Infine, l’editoria. Gedi, la Repubblica, La Stampa. Il Financial Times osserva con attenzione le voci di dismissione, le proteste delle redazioni, il clima di incertezza. E coglie un punto che in Italia spesso viene rimosso: per la famiglia Agnelli-Elkann i giornali non sono mai stati semplicemente aziende, ma strumenti di influenza e di costruzione del consenso. Quando anche questo fronte vacilla, il potere perde una delle sue difese storiche, quella più sottile ma forse più efficace.

Il ritratto finale è impietoso proprio perché non è ideologico. John Elkann non viene attaccato frontalmente: viene ridimensionato. Da figura quasi mitologica del capitalismo europeo a manager sotto pressione, costretto a gestire contemporaneamente questioni giudiziarie, tensioni familiari, mercati nervosi, aziende in difficoltà, simboli sportivi in affanno e un sistema mediatico in fibrillazione. Un uomo che passa l’anno a difendersi, più che a guidare.

Il Financial Times fa così quello che in Italia spesso nessuno osa fare: tratta Elkann come un potente normale, giudicabile, fallibile, esposto. Ed è probabilmente questo l’aspetto più destabilizzante dell’articolo. Non la critica, ma la fine dell’aura.

Perché quando Londra scrive che è stato “l’anno da dimenticare”, il messaggio è netto: il mito Agnelli non basta più a spiegare il presente. Governare un’eredità così pesante, oggi, non è un esercizio di stile e John Elkann non ne è all'altezza.

Un uomo normale...

C’è una regola non scritta del capitalismo elegante: finché di te parla il Financial Times con rispetto, non hai problemi. Quando comincia a parlarti come di un caso, invece sì. E non serve nemmeno leggere l’articolo fino in fondo. Basta il titolo. John Elkann’s year to forget. Anno da dimenticare. Detto così, con quella sobrietà britannica che trasforma l’imbarazzo in stile.

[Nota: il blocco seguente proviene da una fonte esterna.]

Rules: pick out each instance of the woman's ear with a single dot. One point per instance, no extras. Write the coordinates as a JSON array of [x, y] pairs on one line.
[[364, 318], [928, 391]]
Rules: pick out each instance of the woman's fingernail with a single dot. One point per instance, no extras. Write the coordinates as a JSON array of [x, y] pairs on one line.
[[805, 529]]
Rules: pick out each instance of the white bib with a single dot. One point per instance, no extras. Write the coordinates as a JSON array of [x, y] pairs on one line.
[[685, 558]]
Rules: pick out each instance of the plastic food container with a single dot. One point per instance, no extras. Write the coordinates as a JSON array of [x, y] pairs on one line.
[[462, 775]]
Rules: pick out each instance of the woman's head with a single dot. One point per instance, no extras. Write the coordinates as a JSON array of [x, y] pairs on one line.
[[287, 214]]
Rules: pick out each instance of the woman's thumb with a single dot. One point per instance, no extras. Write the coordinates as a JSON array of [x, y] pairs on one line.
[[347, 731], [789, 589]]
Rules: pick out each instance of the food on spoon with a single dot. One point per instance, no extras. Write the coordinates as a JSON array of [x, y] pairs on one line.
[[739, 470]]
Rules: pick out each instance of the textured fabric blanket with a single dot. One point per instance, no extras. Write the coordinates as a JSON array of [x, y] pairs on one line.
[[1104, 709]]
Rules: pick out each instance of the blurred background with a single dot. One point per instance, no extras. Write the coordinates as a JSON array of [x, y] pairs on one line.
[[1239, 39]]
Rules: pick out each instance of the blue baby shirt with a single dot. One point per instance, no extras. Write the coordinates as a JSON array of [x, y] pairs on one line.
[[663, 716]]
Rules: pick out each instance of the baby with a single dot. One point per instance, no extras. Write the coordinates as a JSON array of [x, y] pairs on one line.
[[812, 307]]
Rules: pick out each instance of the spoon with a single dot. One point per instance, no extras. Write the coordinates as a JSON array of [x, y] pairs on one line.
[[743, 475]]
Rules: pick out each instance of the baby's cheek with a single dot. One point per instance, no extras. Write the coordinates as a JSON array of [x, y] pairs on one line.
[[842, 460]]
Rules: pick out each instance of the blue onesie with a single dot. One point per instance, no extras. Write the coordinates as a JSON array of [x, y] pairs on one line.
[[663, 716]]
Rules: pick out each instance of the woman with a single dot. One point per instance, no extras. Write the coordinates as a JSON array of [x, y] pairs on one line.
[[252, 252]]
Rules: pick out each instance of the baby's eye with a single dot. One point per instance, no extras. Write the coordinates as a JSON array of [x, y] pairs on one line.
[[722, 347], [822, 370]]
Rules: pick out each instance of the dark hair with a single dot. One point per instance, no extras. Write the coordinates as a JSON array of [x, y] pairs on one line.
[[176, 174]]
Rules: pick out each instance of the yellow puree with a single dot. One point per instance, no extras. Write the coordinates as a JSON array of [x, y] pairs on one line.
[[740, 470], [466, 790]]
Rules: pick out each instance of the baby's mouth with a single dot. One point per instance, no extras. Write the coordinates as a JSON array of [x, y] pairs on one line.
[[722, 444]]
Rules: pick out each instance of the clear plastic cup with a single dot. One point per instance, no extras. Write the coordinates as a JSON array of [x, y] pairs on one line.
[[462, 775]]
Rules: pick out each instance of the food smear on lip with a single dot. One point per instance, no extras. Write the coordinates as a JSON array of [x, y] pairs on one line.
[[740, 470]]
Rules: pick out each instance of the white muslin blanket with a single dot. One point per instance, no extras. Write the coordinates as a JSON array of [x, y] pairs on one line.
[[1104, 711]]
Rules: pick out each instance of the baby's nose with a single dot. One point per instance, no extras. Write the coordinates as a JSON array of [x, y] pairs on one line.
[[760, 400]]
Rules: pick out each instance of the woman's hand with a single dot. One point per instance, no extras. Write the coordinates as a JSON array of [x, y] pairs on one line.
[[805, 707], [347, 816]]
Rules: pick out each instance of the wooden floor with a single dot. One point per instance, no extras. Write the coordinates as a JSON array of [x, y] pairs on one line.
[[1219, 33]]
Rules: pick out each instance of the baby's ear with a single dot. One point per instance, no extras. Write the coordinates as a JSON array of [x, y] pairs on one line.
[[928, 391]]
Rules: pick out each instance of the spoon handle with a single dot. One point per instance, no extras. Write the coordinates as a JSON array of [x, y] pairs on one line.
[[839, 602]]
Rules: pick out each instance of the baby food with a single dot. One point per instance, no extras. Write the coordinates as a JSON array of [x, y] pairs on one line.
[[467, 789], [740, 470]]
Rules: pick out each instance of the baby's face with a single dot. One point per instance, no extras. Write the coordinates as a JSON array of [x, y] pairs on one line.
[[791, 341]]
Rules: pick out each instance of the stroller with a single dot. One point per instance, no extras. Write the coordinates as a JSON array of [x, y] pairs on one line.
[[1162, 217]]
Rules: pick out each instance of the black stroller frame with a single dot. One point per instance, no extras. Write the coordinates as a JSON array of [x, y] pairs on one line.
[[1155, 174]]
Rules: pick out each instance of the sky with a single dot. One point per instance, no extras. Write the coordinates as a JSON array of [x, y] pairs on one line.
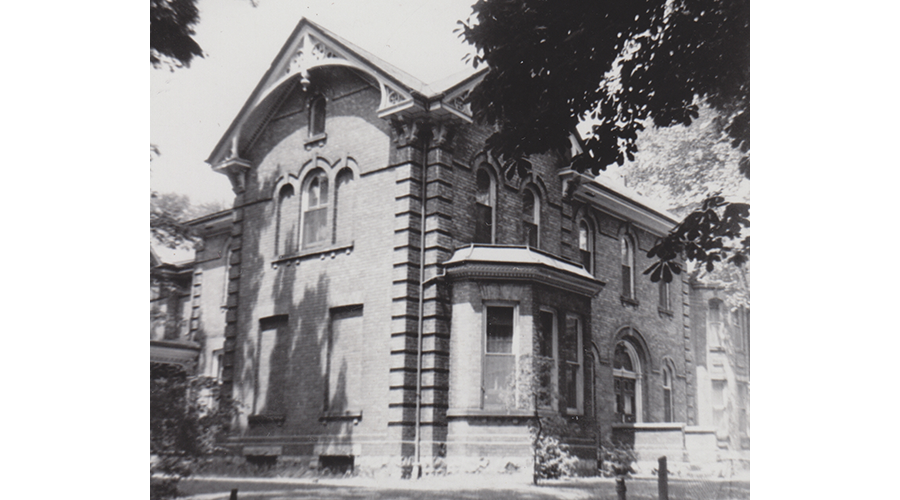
[[191, 108]]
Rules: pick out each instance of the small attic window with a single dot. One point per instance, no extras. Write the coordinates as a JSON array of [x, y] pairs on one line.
[[317, 116]]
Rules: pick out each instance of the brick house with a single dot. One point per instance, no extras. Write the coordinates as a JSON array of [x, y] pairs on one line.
[[392, 298], [187, 300]]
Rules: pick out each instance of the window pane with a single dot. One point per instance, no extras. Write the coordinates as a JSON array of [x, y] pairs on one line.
[[499, 381], [499, 330], [483, 219], [529, 236], [622, 360], [568, 342], [667, 402], [718, 393], [314, 226], [586, 259], [626, 281], [545, 338]]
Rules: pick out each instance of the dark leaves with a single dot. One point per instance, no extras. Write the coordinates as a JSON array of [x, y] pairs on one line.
[[171, 31], [707, 236]]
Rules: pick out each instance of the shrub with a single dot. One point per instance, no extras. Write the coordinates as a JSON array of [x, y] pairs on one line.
[[187, 416], [616, 459]]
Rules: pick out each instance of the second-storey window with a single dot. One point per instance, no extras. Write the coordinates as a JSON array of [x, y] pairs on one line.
[[627, 258], [586, 245], [531, 218], [287, 221], [484, 207], [315, 209], [316, 116]]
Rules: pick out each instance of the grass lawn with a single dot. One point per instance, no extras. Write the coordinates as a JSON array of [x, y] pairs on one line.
[[459, 488]]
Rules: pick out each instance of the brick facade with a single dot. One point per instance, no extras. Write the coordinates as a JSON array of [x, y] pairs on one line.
[[370, 341]]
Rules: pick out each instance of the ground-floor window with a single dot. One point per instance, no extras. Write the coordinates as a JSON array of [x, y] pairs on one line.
[[627, 383], [499, 385]]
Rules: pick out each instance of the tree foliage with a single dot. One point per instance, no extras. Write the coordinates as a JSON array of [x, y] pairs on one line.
[[188, 414], [618, 66], [169, 216], [171, 32]]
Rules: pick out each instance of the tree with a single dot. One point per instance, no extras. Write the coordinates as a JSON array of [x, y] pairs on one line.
[[617, 66], [171, 32], [188, 414]]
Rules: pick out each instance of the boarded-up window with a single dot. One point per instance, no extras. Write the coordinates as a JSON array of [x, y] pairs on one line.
[[531, 218], [344, 360], [288, 213], [585, 246], [317, 116], [484, 207], [627, 258], [570, 365], [344, 200], [315, 210], [546, 360], [269, 330], [499, 360]]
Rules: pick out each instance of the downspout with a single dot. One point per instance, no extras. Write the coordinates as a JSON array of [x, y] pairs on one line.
[[425, 136]]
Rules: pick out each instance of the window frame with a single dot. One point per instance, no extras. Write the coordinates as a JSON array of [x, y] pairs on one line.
[[636, 376], [535, 217], [627, 260], [283, 214], [492, 199], [514, 353], [554, 356], [578, 409], [715, 326], [668, 388], [589, 243], [316, 174], [317, 109]]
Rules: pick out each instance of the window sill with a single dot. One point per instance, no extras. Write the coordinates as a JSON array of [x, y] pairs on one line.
[[254, 420], [350, 415], [628, 301], [490, 413], [316, 140], [312, 252]]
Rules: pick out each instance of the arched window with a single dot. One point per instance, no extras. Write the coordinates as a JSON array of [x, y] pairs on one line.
[[531, 218], [315, 209], [485, 198], [286, 240], [586, 245], [668, 396], [627, 258], [714, 325], [316, 116], [627, 383], [343, 206]]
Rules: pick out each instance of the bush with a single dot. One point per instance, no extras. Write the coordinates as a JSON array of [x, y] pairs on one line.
[[187, 417], [552, 459], [616, 459]]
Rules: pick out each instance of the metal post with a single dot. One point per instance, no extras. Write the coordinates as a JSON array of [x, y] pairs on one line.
[[620, 486], [663, 479]]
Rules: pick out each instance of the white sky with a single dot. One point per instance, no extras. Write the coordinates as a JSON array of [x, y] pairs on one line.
[[191, 108]]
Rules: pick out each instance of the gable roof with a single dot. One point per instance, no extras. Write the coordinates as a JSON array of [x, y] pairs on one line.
[[310, 46]]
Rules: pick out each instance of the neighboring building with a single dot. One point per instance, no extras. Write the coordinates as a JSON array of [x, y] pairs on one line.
[[187, 300], [720, 318], [352, 339]]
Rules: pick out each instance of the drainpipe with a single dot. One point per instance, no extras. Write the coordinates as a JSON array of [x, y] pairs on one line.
[[425, 136]]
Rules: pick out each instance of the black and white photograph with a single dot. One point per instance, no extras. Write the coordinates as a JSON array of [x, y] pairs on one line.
[[450, 249]]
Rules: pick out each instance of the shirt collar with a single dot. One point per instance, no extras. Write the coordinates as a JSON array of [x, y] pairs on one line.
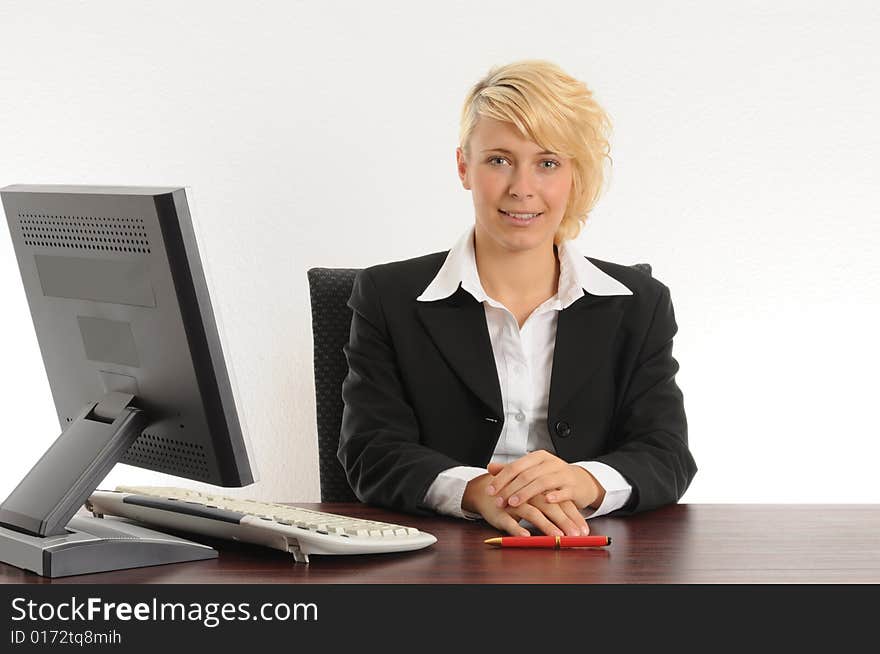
[[577, 275]]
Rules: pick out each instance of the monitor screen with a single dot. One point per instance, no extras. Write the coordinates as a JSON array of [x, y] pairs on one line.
[[120, 304]]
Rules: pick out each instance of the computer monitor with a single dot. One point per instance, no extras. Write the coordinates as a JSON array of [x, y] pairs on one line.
[[123, 317]]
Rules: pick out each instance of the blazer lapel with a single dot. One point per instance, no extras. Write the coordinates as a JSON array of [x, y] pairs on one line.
[[457, 325], [584, 334]]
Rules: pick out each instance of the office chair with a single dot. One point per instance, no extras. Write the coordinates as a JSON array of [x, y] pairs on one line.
[[329, 289]]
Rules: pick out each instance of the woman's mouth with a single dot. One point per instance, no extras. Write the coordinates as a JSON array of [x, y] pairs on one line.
[[520, 218]]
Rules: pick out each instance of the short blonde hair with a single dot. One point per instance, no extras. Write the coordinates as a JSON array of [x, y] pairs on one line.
[[556, 111]]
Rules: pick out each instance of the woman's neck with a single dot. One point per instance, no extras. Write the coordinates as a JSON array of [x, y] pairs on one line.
[[528, 275]]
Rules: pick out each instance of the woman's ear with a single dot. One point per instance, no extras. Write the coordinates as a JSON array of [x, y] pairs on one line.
[[461, 162]]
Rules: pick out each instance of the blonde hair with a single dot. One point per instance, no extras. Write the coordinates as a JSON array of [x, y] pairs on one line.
[[557, 112]]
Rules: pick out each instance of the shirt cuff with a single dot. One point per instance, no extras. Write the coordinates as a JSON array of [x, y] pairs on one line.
[[447, 490], [617, 490]]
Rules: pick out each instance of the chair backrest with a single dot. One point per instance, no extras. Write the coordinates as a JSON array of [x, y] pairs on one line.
[[329, 289]]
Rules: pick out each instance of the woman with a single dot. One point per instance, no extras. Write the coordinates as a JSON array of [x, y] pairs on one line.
[[511, 378]]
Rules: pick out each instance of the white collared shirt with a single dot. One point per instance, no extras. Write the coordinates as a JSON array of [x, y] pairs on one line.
[[524, 361]]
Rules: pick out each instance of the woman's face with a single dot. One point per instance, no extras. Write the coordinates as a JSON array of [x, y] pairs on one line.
[[508, 174]]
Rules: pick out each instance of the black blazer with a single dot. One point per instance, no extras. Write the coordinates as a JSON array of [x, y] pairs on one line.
[[422, 393]]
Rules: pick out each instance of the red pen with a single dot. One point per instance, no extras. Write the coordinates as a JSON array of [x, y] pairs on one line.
[[554, 542]]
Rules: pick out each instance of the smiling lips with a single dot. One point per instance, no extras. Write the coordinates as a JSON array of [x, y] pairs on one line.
[[521, 216]]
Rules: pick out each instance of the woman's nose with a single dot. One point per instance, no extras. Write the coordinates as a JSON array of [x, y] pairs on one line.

Il Financial Times non è crudele. È peggio: è gentile. Non accusa, non ironizza, non deride. Racconta. E nel raccontare smonta, con pazienza da orologiaio svizzero, l’idea che John Elkann sia ancora quella figura sospesa sopra le parti, immune alle seccature che toccano agli altri. La grande scoperta del 2025, a quanto pare, è che anche gli eredi possono avere anni orribili.

Nel pezzo non c’è nulla che non si sapesse già. Famiglia che litiga, aziende che arrancano, simboli che non funzionano più come un tempo. Ferrari che non vince, Stellantis che ristruttura, la Juventus che difende la storia come si difendono i soprammobili di famiglia, i giornali che da scudo diventano grattacapo. Tutto noto. Tutto già letto. E allora perché fa notizia? Perché a scriverlo non è un cronista italiano con il vizio della polemica, ma la bibbia del capitalismo globale.

Il Financial Times non ha bisogno di dire che Elkann ha sbagliato. Gli basta suggerire che non sta andando bene. Che passa più tempo a contenere danni che a costruire futuro. Che governa un impero che non crolla, certo, ma nemmeno entusiasma. E nel mondo che conta, l’entusiasmo è più importante della stabilità.

La vera notizia, in fondo, non è l’anno brutto. È il tono. Perché quando Londra ti tratta come un manager qualunque che ha avuto dodici mesi complicati, vuol dire che il privilegio simbolico è evaporato. Non sei più il custode del mito. Sei il gestore di un portafoglio problematico.

E forse è questo che rende l’articolo così fastidioso. Non dice che John Elkann è finito. Dice qualcosa di molto più offensivo: che è normale. Con problemi normali, errori normali, un anno normale andato male. E per uno cresciuto dentro una leggenda, quella di Giovanni Agnelli, essere normale è la sconfitta più grande.

Perché un anno si può dimenticare. L’aura, molto meno.